II. El Tribunal Arbitral resolvió sobre cuestiones no sometidas a su decisión. (art. 41.1 c) en relación con el art. 41.1 f) L A).
El primer motivo, a su vez se desglosa en diversos submotivos: i) Fraude civil de doValue. ii) Fraude penal de doValue. iii) Inadmisión de pruebas relevantes. iv) Infracción de normas procesales indisponibles sobre la acumulación. v) Apreciación irracional e ilógica de la prueba. vi) Vulneración del principio de contradicción de AAMH.
La alegación de fraude civil o abuso de derecho por parte de doValue, tiene relación con el hecho de que dicha sociedad ha planteado en paralelo un pleito ante la jurisdicción ordinaria (PO 276/2022, seguido ante el JPI nº 98 de Madrid) y el presente procedimiento arbitral. Se alega que se comete un fraude al plantear en paralelo dos acciones opuestas, pero ante distintos tribunales y frente a distintos demandados, ocultando además la existencia del procedimiento paralelo.
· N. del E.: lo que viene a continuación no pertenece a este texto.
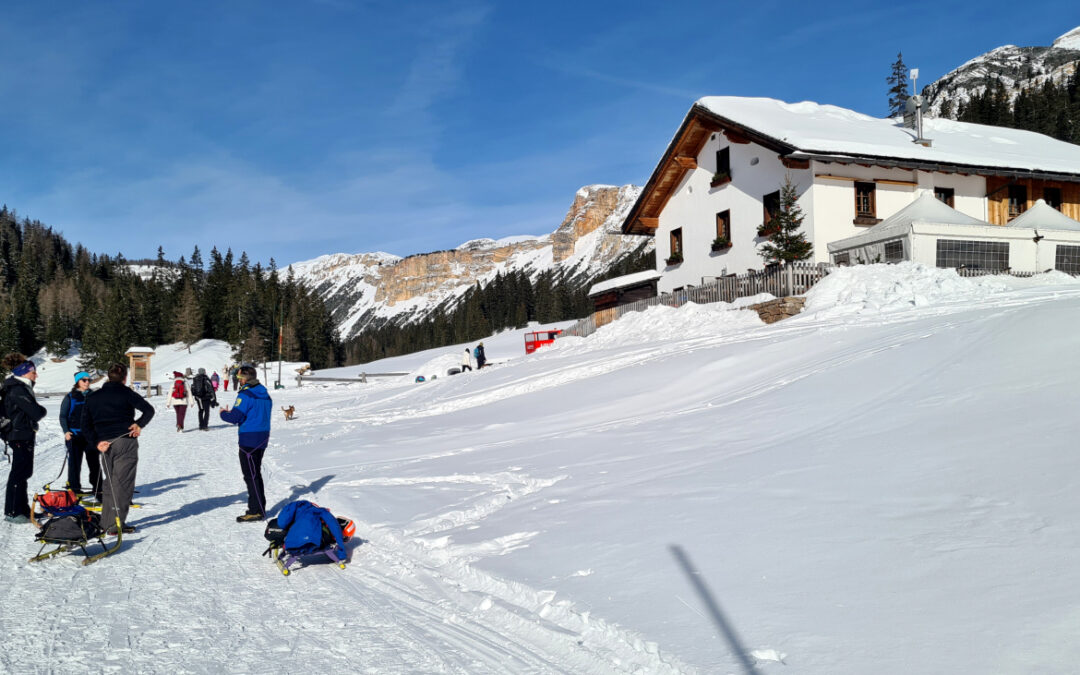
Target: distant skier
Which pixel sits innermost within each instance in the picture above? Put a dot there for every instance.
(202, 390)
(71, 413)
(22, 408)
(110, 426)
(252, 413)
(179, 399)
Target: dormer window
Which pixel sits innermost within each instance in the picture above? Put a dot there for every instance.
(865, 203)
(1017, 200)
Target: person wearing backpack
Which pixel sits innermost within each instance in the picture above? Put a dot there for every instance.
(22, 408)
(179, 399)
(252, 413)
(71, 410)
(202, 389)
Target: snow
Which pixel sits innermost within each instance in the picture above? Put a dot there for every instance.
(1042, 215)
(819, 129)
(625, 280)
(882, 484)
(1069, 41)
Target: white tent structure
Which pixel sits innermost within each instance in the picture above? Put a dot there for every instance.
(931, 232)
(1042, 216)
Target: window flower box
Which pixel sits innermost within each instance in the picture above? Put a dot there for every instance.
(720, 243)
(720, 178)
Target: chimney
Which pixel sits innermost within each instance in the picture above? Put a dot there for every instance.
(914, 110)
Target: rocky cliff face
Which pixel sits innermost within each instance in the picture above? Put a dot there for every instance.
(1017, 67)
(378, 288)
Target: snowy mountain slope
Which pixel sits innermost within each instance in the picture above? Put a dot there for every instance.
(883, 484)
(1017, 67)
(378, 288)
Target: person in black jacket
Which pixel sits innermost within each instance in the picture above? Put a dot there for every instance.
(202, 389)
(24, 412)
(71, 409)
(110, 426)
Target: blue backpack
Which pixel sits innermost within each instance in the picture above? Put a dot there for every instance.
(304, 523)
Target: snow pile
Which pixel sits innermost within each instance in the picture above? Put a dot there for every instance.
(439, 366)
(882, 288)
(664, 323)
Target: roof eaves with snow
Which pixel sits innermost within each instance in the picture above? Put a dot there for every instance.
(624, 282)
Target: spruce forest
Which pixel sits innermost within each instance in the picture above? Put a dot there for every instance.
(508, 301)
(56, 295)
(1051, 109)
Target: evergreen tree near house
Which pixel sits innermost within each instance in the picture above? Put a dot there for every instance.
(788, 242)
(898, 86)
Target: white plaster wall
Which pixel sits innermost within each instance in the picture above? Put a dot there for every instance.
(834, 201)
(694, 204)
(970, 191)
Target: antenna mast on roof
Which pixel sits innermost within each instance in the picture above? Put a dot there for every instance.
(914, 109)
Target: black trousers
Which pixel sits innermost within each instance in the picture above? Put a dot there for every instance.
(16, 501)
(78, 447)
(203, 413)
(251, 466)
(121, 464)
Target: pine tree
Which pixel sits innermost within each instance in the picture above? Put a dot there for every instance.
(189, 320)
(898, 86)
(788, 243)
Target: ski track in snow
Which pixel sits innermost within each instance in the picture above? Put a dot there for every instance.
(189, 592)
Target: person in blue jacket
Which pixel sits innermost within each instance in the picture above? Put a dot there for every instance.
(252, 412)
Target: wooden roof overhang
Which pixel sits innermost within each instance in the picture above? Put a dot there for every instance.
(680, 157)
(701, 122)
(889, 162)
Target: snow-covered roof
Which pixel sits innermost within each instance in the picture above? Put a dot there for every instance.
(823, 130)
(1045, 217)
(925, 210)
(622, 282)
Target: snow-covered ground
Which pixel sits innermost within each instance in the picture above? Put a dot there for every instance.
(885, 484)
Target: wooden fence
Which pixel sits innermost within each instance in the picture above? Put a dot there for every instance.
(781, 282)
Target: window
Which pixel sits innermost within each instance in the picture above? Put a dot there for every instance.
(724, 161)
(676, 246)
(1052, 197)
(945, 196)
(1067, 259)
(973, 255)
(724, 225)
(865, 204)
(894, 251)
(771, 206)
(1017, 200)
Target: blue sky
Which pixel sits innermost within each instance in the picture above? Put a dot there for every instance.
(297, 129)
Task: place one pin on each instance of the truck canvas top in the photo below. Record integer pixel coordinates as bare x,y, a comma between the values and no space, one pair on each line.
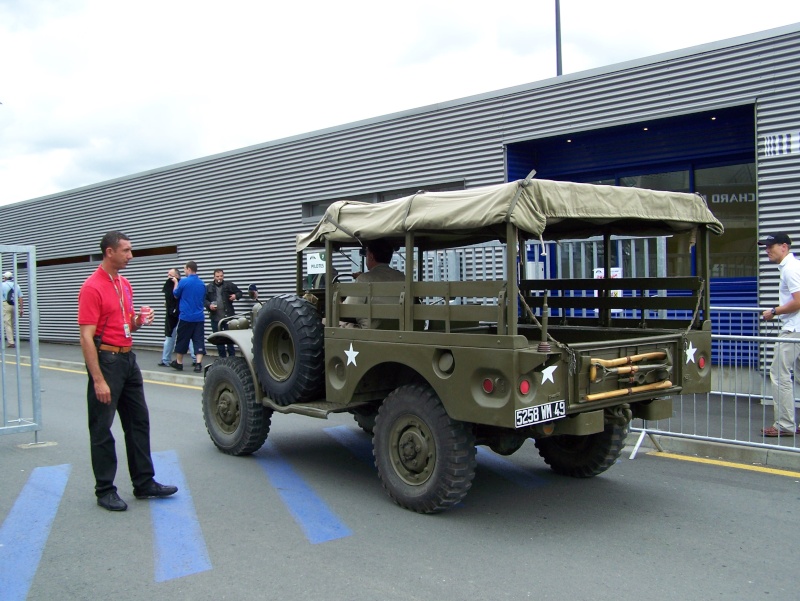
539,208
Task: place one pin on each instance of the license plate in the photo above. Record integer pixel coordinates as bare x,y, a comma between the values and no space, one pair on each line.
540,413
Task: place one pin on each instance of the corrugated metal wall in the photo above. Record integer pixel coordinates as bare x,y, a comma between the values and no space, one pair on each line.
241,210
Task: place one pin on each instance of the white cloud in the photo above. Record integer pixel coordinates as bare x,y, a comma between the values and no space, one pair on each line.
99,89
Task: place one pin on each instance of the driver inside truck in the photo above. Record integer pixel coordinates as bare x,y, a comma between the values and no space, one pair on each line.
378,256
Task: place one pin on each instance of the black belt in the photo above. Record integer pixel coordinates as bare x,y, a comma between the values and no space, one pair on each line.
115,349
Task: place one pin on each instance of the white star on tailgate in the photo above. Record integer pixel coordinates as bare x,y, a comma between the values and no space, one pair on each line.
351,356
690,351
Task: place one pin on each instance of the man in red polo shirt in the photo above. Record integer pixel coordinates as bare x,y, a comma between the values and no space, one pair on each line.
107,321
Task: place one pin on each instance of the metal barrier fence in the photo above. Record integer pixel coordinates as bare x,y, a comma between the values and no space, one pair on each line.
740,403
21,402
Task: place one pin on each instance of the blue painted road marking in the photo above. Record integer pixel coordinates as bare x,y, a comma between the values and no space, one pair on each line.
25,530
310,512
355,441
509,470
179,547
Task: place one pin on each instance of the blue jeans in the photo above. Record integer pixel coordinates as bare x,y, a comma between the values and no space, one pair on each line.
169,347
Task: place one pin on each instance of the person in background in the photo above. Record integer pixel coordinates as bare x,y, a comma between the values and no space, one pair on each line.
220,296
171,319
107,320
190,292
12,302
785,355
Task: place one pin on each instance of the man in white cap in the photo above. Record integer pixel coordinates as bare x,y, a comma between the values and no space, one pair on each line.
786,353
12,297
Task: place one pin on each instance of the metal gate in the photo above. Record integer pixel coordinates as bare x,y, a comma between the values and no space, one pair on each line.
22,403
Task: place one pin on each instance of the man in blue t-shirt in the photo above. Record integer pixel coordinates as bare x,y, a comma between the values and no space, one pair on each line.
12,302
190,292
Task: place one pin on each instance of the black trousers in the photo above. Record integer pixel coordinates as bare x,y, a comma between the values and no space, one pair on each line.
127,398
223,350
Las alegaciones que se vierten en el submotivo deben ser rechazadas.
(…) Asentado, por consiguiente, el arbitraje en la autonomía de la voluntad y la libertad de los particulares ( arts. 1 y 10 CE), el deber de motivación del laudo no se integra en el orden público exigido en el art. 24 CE para la resolución judicial, sino que se ajusta a un parámetro propio, definido en función del art. 10 CE. Este parámetro deberán configurarlo, ante todo, las propias partes sometidas a arbitraje a las que les corresponde, al igual que pactan las normas arbitrales, el número de árbitros, la naturaleza del arbitraje o las reglas de prueba, pactar si el laudo debe estar motivado (art. 37.4º LA) y en qué términos. En consecuencia, la motivación de los laudos arbitrales carece de incidencia en el orden público.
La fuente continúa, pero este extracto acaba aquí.